IL Y A CENT ANS

L'activité municipale en 1897

On pourrait croire apaisées les querelles électorales de l'année précédente (voir E v'lya n° 9, pp. 4 et 5). Les comptes rendus ne font état d'aucune opposition interne, d'aucun partage de votes. C'est même Joseph-Vincent Ancey, le représentant du Mollard, candidat malheureux au poste de maire, qui est choisi le plus souvent pour tenir le secrétariat de séance, marque de confiance. Cependant, il semble bien que les dissensions ne sont pas éteintes: le 29 août, le maire réunit une séance extraordinaire pour élire au poste d'adjoint le remplaçant de Clément Burnet. Ce dernier, toujours absent depuis janvier, est sans doute démissionnaire, puisque ensuite son nom n'est plus mentionné. Toujours est-il que deux candidats se proposent et qu'Albert Berguerand du Plan d'Envers l'emporte par six voix contre deux à Joseph-Vincent Ancey, qui paraît l'objet d'une forte hostilité.

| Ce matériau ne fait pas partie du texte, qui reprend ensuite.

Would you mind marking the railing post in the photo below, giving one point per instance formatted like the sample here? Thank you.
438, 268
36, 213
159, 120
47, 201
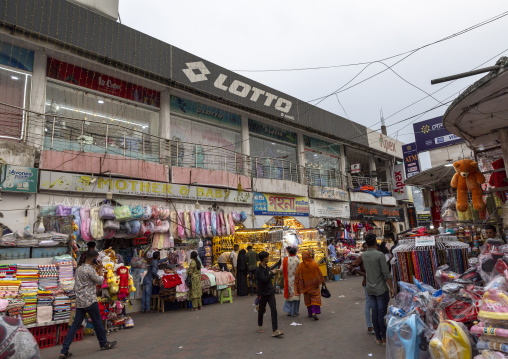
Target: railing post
53, 132
107, 134
81, 137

Le point le plus nouveau par rapport aux années précédentes concerne la visite sanitaire du bétail destiné à la foire du 17 septembre, dont le préfet vient d'indiquer la nécessité "sauf de voir la dite foire supprimée". Les termes indiquent bien qu'il s'agit de la foire qui se tenait à Vallorcine entre le Crot et le Sizeray (et non de celle de Chamonix). Le Conseil ne conteste nullement la nécessité de cette visite, mais "vu la distance qui sépare la commune de la résidence de tout praticien", elle délègue, avec l'accord du préfet et à titre provisoire, Lucien Claret, "agriculteur éclairé connaissant le mieux les maladies du bétail" comme vétérinaire auxiliaire, qui se placera sous la direction de M. Bardel de Sallanches. D'autre part le Conseil permettant à M. Claret de percevoir un droit fixe par animal visité, souhaite qu'il puisse visiter aussi "le nombreux bétail" venant "en tout temps de Suisse ou d'Italie" en profitant de la route ouverte par la Suisse, "n'ayant pas de certificat d'origine" et "pouvant être la source de bien des maladies". Ici encore, on ne se croirait pas il y a cent ans.

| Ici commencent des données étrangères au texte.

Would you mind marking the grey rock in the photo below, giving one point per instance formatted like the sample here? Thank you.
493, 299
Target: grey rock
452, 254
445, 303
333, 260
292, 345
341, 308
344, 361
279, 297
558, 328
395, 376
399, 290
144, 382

À côté de sujets déjà évoqués les années précédentes (construction des écoles, entretien des chemins vicinaux), deux sont nouveaux. La séance du 22 août est en partie consacrée à la préservation de la flore alpine: "Les plantes de nos montagnes disparaissent assez rapidement... on peut même les enlever dans un but commercial." Le Conseil décide donc d'interdire "l'arrachage du génépis (sic), de l'arnica et des gentianes sur les propriétés communales". Souci écologique avant la lettre et désir de protéger le patrimoine naturel à une époque où on ne l'aurait peut-être pas cru menacé. Dans le même temps, le Conseil accepte (alors qu'il augmente par ailleurs les impôts) de baisser la taxe annuelle de pâturage sur les biens communaux, laquelle est ainsi fixée à 1 F pour les bovins et à 0,50 F pour les chèvres et les moutons (expressément cités).

Cela dit, la question du bois communal rebondit, et avec elle les conflits qui opposent Vallorcine aux autorités préfectorales. Alors que ces dernières n'acceptent l'affouage des bois abattus par la tempête l'année précédente que contre une taxe globale de 1 500 F, le Conseil maintient ses délibérations antérieures (voir E v'lya n° 9, p. 3), en insistant de nouveau sur le fait que le bois perd de sa valeur. Il insiste d'autre part sur la pauvreté générale de la population (argument déjà utilisé un siècle plus tôt à propos des réquisitions révolutionnaires, voir E v'lya n° 5 p. 8) et refuse de faire payer plus de 4 F par affouagiste, soit pas plus de 1 000 F au total si on évalue leur nombre à 250 pour une population globale d'un peu plus de 500 habitants. La question revient cinq fois dans les délibérations de cette année-là et ne paraît toujours pas résolue à la fin de l'année.

Les protestations des élus sont d'autant plus vives qu'ils ne peuvent pas ne pas lier ce problème à celui du chauffage des bâtiments servant d'école au Nant et au Sizeray, "vu la nécessité absolue de bois, dans laquelle se trouvent actuellement les écoles pour chauffer les classes, laquelle ne tarderait peut-être [pas] à nuire à la fréquentation". Le conseil du mois d'août insiste sur la nécessité de rendre aux particuliers le bois qu'ils ont avancé pour l'hiver 1896-1897. S'ajoute à cela "le chauffage dû par la commune aux chalets de Balme".

Détail curieux: Claude Pache, désireux de "construire un bassin pour le village du Plan Droit" demande de pouvoir prendre dans la forêt communale "une mélèze". Le mot était alors du féminin, comme en patois la lardze qui nous vient du latin larix, lui-même féminin.